Now that I Have Enough Patients in the Cohort, What's Next? Expand answer
  • Rerun the same query requesting patient set, by checking Patient List.
  • Use visualization tools.
    • Demographic composition shows the distribution of age, sex, race, and vital status.
    • Timeline plugin depicting temporal relationships among its “concepts” (diagnoses, meds, lab tests) with timing of their occurrence.
    • CARE (Cohort Analysis and Refinement Expeditor) provides histograms of demographics breakdowns along with selected subset of specific concepts.
    • Export de-identified data.
  • Timeline, CARE and Export tools will allow for additional data, not considered as part of the filter criteria. All data is available for that cohort.
  • Request data set from Decision Support.
    • Turnaround time will be 5 to 7 business days for the Standard Data Set.
    • The dataset you receive will be a standard data set, either de-identified or with HIPAA identifiers depending on what you have rights to see (IRB-determined or non-research)
i2b2 Analysis Tools Example Expand answer

CARE (Cohort Analysis and Refinement Expeditor)

  • Switch from Find Patients to Analysis Tools (make this selection at the very top right section of the page
  • From the Analysis Tools at the top:
    • Select CARE (Cohort Analysis and Refinement Expeditor) – Concept Demographics Histograms
    • For Patient Set, use the last query, strep with scarlet fever patient set, and choose the Patient Set in the Previous Queries tab.
    • Drag the Patient Set to the Patient Set field in the Analysis Tool window.
    • Choose a concept for the analysis.
    • Select the View Results tab.
i2b2 Data Export Example Expand answer

From the Specify Data tab:

  • At the top of the screen, under Analysis Tools, select ExportXLS.
  • Drag the strep with scarlet fever patient set into the Patient Set box.
  • Locate Strep Test in your Workplace, then drag this to the Concept(s) box.
  • Navigate the Ontology (Medications) pane to locate Amoxicillin, then drag this parent folder to the Concept(s) box.
  • Under Output Options:
    • For Formatting, select one row per observation (detailed, 1 column per observation)
    • For Demographic data, select a few (e.g., Sex, Age)
  • Under Options (may cause long running time):
    • Select Resolve Concept/Modifier Codes

Select the View Results tab, then wait until the export is displayed.
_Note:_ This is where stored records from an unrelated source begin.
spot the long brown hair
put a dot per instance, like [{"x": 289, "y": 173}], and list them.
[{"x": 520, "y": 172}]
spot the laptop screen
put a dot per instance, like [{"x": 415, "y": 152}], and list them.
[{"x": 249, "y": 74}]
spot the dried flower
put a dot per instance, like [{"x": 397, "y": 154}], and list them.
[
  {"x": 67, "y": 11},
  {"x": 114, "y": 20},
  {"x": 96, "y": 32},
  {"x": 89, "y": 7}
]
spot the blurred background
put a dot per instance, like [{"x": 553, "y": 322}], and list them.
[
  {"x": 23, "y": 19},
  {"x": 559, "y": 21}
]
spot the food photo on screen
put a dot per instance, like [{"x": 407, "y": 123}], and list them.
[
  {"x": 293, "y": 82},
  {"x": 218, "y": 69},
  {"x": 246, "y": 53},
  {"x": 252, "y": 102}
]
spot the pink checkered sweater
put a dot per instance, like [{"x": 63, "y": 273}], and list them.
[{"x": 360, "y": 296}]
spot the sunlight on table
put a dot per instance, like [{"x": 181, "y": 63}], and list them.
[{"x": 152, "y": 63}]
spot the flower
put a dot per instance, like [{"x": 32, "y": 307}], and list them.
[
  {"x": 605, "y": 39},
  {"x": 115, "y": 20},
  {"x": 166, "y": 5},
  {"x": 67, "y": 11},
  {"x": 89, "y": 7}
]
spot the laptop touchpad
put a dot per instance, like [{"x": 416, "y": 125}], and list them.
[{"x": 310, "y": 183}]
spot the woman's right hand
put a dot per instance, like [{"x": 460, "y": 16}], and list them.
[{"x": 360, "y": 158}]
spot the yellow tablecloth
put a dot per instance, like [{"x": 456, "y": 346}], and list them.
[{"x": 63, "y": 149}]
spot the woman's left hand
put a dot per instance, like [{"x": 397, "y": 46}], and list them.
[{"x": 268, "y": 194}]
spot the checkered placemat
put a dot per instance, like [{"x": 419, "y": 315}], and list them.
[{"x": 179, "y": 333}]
Requesting Standard Data Set Expand answer

Once you are satisfied with your patient set, you may request a Standard Data Set from Decision Support, which will encompass all dates for the patient.

Locate your query in the Previous Queries or Workplace window and copy the entire name to clipboard.

Submit a Report Request to IT:

  • On the Infonet home page, choose Request a Report at the bottom of the page.
  • Click on Report and Service Request Form.
  • Log in to ServiceNow using your ePass credentials (hersheymed\ePass)
  • Complete the Report Request as follows:
    • Type of Request: New Report
    • Information Source: Other
    • Do you intend to use any of the information obtains from EIM to directly contact patients or research subjects? If answering yes, EIM will ensure that the patients found are not deceased.
    • Date Report Needed: For Standard Data Set, allow for at least five to seven business days; for custom report, allow for four weeks.
    • Reason for Request: Research
    • Research Request Type: Choose the appropriate funding selection. Complete the remaining subfields with type of research and IRB number (if requesting PHI) and grant number.
    • Provide a detailed description of your request including data fields: Identify this as an i2b2 query and including the query name (paste from clipboard), requesting a standard data set. If you wish to have a subset of the standard data set, then indicate the items and Decision Support will remove the unwanted data.
    • Click Submit.

The report (spreadsheets) will appear in your LaunchPad inbox and a representative from Decision Support will contact you:

Find the LaunchPad inbox via Myapps (found in the Start menu) > login > Apps > LaunchPad > Documents > Inbox.